Ken Lay is dead. Ann Coulter is a plagiarist. Rush Limbaugh is still able to have chemically-induced right-wing sex, but won’t say with whom. Kim Jong Il is mad. Soldiers kill innocent people, sometimes after raping them. The space shuttle still flies, though those pesky foam tiles still keep falling off. Joe Biden will not be the Democratic nominee in 2008, just like in the past six elections. The lunatics still rule the asylum that is South Carolina politics and their Bull Street haunts will soon be expensive condominiums. (Unlike mine.)
I go on vacation and nothing changes.
Sorry for the lack of posts around here. I was gone. I’m back. My readers (both of them) have probably gone on to blogs that are actually interesting and whose authors actually write on a somewhat predictable schedule. Let’s start again.

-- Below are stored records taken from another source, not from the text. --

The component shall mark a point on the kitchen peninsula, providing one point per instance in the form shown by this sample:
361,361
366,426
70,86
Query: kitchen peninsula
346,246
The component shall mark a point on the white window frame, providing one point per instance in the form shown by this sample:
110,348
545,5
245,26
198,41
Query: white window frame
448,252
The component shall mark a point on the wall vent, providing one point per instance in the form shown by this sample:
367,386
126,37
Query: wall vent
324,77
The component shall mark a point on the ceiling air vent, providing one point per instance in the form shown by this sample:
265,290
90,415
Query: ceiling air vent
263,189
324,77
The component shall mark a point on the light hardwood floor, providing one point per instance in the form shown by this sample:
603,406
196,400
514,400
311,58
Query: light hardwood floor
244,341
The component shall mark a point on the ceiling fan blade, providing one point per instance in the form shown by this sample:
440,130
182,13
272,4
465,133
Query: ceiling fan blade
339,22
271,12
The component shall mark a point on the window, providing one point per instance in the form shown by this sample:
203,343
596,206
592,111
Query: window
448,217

The past month or so, I gave up politics and got religion. Of course, while this blog has always been about religion, it seemed to me that the battles that were being fought in my church were bigger than a single denomination and were part of a greater struggle to bring religious faith into the post-modern age. That’s why I spent so much time on the General Convention and its absurd attempt to legislate theological purity. I know I bored you. Hell, I bored me. That’s why, after it was over, I sat at the beach, sans internet, and read, without writing. I needed filling. And, evidently, copious amounts of the distilled juices of various plants.

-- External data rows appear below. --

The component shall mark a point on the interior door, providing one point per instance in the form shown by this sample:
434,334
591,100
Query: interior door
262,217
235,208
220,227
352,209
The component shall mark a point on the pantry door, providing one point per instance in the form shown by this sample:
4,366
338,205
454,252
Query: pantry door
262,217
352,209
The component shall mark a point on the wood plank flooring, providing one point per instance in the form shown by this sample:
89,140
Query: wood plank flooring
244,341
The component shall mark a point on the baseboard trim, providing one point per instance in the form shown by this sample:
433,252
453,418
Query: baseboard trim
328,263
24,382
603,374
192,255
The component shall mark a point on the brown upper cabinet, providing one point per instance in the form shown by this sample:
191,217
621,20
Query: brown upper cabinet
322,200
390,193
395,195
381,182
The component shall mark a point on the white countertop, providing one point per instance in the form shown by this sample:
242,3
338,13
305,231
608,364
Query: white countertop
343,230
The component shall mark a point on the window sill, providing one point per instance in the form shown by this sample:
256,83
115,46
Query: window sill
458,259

Theology happens in the space between holy writ and the editorial page, between the diner and the altar. It crosses the gulf between the human condition and the divine mind. It shows us the path towards authentic humanity and authentic divinity. It’s hard work and too often left to people who are more interested in clever aphorisms or bedside “devotionals” that yank little pieces of scripture out of context and build publishing empires out of them. (Prayed the “Prayer of Jabez” lately?)

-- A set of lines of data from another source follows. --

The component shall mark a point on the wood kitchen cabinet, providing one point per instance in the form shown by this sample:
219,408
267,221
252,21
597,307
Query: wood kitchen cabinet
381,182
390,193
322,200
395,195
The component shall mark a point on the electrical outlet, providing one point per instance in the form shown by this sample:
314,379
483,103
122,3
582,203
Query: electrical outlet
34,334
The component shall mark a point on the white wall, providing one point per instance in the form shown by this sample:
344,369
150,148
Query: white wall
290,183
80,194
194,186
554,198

But theology is important, too important to be left to the Kendall Harmons and Peter Akinolas of world, or of the Church, for that matter. It’s too important to be left to people who have it all figured out, or believe that they are President or Pope or Archbishop because they are spokesmen (they are nearly always men) of God.
One thing the conservatives have right: we are in a theological crisis, a crisis which threatens the very meaning of what it is to be a person of faith. Is faith the sum total of the accumulated thought of the “fathers”? Is it simply a catechetical response to questions which can have only one correct answer? Is it some doctrinal system, revealed to wiser, holier, Godlier people than us? Or is faith something more, something less analytical, something less sure of itself?
The theological crisis of the early 21st century is a political crisis as well, for politics, says the Wikipedia, “is the process and method of making decisions for groups. Although it is generally applied to governments, politics is also observed in all human group interactions including corporate, academic, and religious.” Political orthodoxy is as rigorous as any religious one. If you want justice for the poor, you have to be a liberal Democrat. If you want relief from ever increasing taxes, you have to be a conservative Republican. The deep thought required to navigate the uncharted waters of reality is too hard. Better let smarter people do it. People who know better. People who have read the book. Be it Left Behind or The World is Flat.
Because it’s too hard to think. Because when you think, it occurs to you “that you just may wind up being wrong.” (Penned by the great theologian and fallen away Catholic, Jimmy Buffett.) Because thinking means giving up on sureness, on certainty, on always knowing. Because thinking requires faith.
And nobody needs faith who already knows the answers.